# MS Access Tabellenbesitzer ändern



## Neumi5694 (7. Nov 2014)

Hallo
Vor einer Weile hab ich in mit JadoZoom gearbeitet, um auf Datenbanken zuzugreifen, was ich mittlerweile aufgegeben habe, da es keinen 64 Bit Zugriff bietet, bin jetzt umgestiegen auf UCanAccess.

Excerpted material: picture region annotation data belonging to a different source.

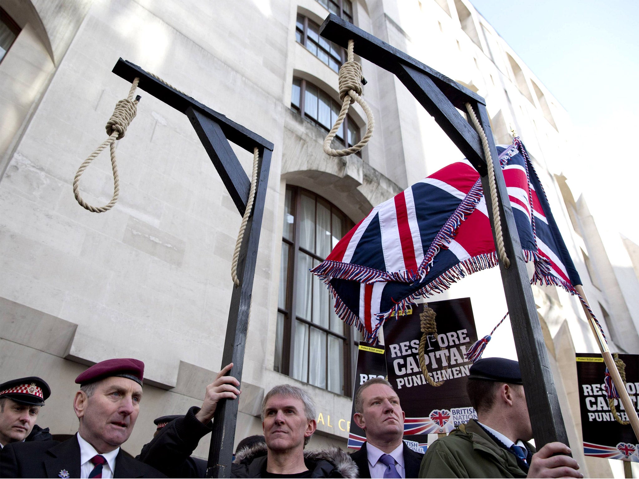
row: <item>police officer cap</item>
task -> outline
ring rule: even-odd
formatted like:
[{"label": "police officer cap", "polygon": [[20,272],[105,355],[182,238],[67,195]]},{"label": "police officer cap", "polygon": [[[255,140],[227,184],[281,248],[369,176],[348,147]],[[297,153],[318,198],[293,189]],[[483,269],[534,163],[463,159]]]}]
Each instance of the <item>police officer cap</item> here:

Jetzt muss ich mit einem Fehler klarkommen, den ich mal gemacht hab.
Die Datenbanken selbst sind public, können also ohne Beschränkung geöffnet werden, auch die meisten Tabellen sind so.
Ich hab allerdings leider für automatische Updates mit einer system.mdw und einem eigenen AdminUser gearbeitet, dabei wurden auch einige Tabellen erzeugt.
Ich würde jetzt gern die system.mdw fallen lassen und nur mit dem Standard-User (Administrator) arbeiten.
Das Problem: Einige Tabellen sind nicht zugänglich.

Da der Standard-User der Besitzer der DB ist, müsste er in der Lage sein, den Besitz zu übernehmen und/oder Rechte zuzuweisen. Geht das überhaupt über JDBC?

Wenn ja, wie?


----------